Illustrators Ireland: Show and Tell

November 25, 2015 – Culture

Show & Tell Interviews: Mags Suggs of Illustrators Ireland

Illustrators Ireland was established around the turn of the century, giving illustrators something to rally around together, to look out for each other and to promote one another’s work. Mags Suggs, the guild’s Promotions Officer, says it started out as a kind of ‘Neighbourhood Watch’ for illustrators. At the time, the people involved were largely male, largely into political or editorial illustration, and were largely working for newspapers and magazines in the national press. Since then, however, it has blossomed into an organisation of about 80 members, drawn from across the whole field of professional illustration.

“They came around at a really good time”, says Suggs. “In the last 8 years or so, illustration has taken on a life of its own”, standing out as a discipline in its own right alongside graphic design and photography.

The organisation serves, among other things, to make individual members aware of the going rate for pieces of work, more aware of the work people were doing in the same general area. “We as illustrators need to stop undercutting each other’s work, to stop undercutting each other”. Such is the isolated nature of much creative work that one can easily finish a piece and think “I can’t charge that much for an illustration”. Within the organisation, operating email threads and trying to foster a sense of community, people can figure out what a ballpark figure should look like. It can be hard for art directors to credit paying a certain price for a piece of work when “that took you five minutes”, not seeing the talent of the artist, their training and their non-apparent costs. But they should.

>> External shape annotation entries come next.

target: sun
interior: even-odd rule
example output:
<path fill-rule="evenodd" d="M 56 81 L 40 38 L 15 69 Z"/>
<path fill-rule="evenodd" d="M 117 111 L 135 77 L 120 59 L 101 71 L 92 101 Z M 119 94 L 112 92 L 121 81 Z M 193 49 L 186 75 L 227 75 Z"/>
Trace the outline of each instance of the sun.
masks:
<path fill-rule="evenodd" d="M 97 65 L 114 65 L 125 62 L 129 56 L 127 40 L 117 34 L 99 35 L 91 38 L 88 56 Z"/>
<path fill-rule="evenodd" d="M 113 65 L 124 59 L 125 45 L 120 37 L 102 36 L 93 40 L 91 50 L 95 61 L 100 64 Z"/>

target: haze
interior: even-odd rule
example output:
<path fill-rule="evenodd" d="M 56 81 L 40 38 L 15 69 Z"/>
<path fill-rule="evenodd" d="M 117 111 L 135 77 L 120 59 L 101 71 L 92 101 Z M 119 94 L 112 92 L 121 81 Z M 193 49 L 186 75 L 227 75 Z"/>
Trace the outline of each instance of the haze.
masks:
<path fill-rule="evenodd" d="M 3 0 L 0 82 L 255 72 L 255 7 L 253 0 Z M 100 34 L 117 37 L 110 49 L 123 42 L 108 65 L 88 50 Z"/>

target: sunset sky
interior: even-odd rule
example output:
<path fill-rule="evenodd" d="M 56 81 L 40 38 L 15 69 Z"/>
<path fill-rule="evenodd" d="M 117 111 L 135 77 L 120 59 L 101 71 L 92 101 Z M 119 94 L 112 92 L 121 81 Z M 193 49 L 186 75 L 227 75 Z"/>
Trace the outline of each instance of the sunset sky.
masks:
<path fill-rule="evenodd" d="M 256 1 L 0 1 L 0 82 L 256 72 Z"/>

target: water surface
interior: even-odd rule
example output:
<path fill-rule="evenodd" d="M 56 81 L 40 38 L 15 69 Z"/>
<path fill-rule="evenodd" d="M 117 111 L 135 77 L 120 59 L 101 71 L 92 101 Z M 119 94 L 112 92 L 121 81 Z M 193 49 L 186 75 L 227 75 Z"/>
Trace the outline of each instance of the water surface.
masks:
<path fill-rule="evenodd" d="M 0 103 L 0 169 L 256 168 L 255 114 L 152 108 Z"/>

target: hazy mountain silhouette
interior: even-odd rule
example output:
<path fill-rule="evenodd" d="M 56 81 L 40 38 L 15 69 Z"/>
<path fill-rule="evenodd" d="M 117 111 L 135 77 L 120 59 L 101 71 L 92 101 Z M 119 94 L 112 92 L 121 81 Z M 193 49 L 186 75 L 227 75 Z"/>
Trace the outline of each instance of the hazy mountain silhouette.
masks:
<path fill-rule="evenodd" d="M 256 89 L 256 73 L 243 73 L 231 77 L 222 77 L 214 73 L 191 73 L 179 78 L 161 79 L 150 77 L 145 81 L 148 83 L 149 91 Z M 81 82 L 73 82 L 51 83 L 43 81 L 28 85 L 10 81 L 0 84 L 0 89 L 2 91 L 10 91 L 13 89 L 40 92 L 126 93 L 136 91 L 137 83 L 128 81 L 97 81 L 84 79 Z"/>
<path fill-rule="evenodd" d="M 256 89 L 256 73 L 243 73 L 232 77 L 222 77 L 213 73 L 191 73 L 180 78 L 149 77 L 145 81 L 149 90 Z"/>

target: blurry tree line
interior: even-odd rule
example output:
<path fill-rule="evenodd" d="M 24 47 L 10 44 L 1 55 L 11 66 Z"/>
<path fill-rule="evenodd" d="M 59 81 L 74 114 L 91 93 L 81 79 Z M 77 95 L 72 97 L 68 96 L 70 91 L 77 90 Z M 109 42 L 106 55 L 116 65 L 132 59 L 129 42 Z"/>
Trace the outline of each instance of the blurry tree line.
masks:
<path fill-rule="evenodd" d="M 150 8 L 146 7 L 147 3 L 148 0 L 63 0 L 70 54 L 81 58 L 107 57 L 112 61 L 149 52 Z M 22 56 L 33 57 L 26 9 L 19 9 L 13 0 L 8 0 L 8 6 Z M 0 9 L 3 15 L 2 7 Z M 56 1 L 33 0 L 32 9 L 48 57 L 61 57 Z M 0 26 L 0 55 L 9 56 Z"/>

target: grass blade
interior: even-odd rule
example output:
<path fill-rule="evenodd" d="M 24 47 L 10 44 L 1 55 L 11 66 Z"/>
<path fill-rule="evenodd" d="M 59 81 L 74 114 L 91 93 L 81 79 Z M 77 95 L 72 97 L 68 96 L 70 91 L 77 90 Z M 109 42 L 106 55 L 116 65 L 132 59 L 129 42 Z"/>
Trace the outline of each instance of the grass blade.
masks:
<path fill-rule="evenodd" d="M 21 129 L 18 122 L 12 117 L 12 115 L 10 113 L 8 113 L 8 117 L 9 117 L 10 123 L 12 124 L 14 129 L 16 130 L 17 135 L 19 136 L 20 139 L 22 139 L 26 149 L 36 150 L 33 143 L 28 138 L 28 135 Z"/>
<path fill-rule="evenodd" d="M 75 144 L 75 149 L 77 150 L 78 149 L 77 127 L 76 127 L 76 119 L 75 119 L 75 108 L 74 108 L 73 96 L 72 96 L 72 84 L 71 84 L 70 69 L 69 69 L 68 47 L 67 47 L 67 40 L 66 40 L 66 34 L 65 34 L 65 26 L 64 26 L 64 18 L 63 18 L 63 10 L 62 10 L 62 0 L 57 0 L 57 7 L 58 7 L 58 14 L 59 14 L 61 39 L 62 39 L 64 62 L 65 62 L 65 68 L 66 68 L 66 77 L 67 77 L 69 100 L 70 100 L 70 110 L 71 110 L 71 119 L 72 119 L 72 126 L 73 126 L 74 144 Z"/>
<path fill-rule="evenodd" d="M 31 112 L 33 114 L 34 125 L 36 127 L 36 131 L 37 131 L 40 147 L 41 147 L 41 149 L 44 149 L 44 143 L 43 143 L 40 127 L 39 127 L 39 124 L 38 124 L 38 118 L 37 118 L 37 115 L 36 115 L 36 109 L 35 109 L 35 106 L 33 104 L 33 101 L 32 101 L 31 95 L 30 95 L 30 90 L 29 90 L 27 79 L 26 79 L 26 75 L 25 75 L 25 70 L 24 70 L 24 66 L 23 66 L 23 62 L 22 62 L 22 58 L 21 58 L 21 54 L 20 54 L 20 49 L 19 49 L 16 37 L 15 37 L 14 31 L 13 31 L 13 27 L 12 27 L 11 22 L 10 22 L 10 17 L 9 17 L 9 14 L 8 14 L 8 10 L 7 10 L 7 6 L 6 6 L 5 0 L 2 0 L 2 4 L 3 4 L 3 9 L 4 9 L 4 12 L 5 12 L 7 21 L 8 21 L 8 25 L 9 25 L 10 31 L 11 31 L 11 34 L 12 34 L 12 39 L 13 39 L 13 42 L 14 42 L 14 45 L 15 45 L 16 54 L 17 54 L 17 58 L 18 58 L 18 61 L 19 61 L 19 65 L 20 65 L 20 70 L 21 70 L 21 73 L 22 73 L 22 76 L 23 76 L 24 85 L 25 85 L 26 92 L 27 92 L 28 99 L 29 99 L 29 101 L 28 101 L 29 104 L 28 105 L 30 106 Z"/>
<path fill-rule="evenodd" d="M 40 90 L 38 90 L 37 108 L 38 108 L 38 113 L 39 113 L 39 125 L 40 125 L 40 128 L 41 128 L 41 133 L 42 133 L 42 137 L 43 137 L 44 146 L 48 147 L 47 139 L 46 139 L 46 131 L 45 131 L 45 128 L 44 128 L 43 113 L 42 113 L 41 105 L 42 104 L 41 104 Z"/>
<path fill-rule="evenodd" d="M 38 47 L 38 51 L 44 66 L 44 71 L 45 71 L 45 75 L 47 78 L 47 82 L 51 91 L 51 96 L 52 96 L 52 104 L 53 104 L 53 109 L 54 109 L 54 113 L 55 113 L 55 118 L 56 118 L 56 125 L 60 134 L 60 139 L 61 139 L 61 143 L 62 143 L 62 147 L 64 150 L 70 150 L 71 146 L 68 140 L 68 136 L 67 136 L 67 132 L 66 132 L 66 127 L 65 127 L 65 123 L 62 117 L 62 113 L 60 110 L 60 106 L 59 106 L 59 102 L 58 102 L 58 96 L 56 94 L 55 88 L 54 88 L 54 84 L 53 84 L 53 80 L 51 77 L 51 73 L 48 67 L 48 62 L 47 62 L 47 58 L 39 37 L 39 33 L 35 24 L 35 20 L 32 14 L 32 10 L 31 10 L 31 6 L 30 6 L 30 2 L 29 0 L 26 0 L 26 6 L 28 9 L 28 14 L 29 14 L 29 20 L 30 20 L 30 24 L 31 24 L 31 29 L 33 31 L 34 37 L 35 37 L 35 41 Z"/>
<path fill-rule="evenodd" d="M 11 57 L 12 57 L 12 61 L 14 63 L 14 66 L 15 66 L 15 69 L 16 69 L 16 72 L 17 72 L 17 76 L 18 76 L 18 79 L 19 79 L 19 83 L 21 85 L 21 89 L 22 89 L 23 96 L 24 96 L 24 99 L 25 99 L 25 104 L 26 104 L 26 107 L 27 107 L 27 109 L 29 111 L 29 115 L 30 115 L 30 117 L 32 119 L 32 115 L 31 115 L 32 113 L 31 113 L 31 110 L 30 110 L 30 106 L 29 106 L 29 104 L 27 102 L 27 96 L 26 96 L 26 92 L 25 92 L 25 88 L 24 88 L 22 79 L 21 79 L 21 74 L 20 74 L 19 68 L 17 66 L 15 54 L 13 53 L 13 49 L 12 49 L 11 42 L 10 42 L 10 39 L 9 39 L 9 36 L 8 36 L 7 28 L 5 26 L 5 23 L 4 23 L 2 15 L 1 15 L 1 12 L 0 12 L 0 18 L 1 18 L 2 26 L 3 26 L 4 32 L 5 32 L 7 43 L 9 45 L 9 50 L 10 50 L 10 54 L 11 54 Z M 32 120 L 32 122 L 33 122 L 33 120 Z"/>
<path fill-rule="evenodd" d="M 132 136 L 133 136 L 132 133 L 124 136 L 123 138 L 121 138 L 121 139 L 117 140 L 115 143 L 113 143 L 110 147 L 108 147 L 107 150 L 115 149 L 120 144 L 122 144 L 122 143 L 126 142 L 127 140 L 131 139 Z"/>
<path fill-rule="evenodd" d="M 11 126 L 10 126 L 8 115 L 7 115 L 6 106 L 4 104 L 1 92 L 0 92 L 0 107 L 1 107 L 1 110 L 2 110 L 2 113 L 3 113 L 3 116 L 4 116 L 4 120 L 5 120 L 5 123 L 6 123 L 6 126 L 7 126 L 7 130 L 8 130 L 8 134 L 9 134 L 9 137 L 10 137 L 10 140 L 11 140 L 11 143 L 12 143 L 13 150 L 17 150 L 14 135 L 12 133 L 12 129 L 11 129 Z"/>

Illustrators Ireland is also a member of the Illustrators Forum, a Europe-wide organisation doing for European illustration what they themselves are doing for that in Ireland. It’s more important than ever to be part of an international community, not least one as varied as the current scene in Europe. The existence of the internet has for one thing “made us pull our socks up”, looking outwards to the sterling work being done by contemporaries elsewhere, for example in Latvia, where there is a glut of high-quality work being produced. The internet has led to the opening of the eyes of an Irish profession who in the past may have tended to be a little insular and inward looking, not paying attention to the quality and quantity of work being done around the world.
Of course, a key component of the guild’s work is necessarily to get members’ work viewed.

Next Saturday (Nov 28th), they appear at our own Show & Tell conference in Smock Alley.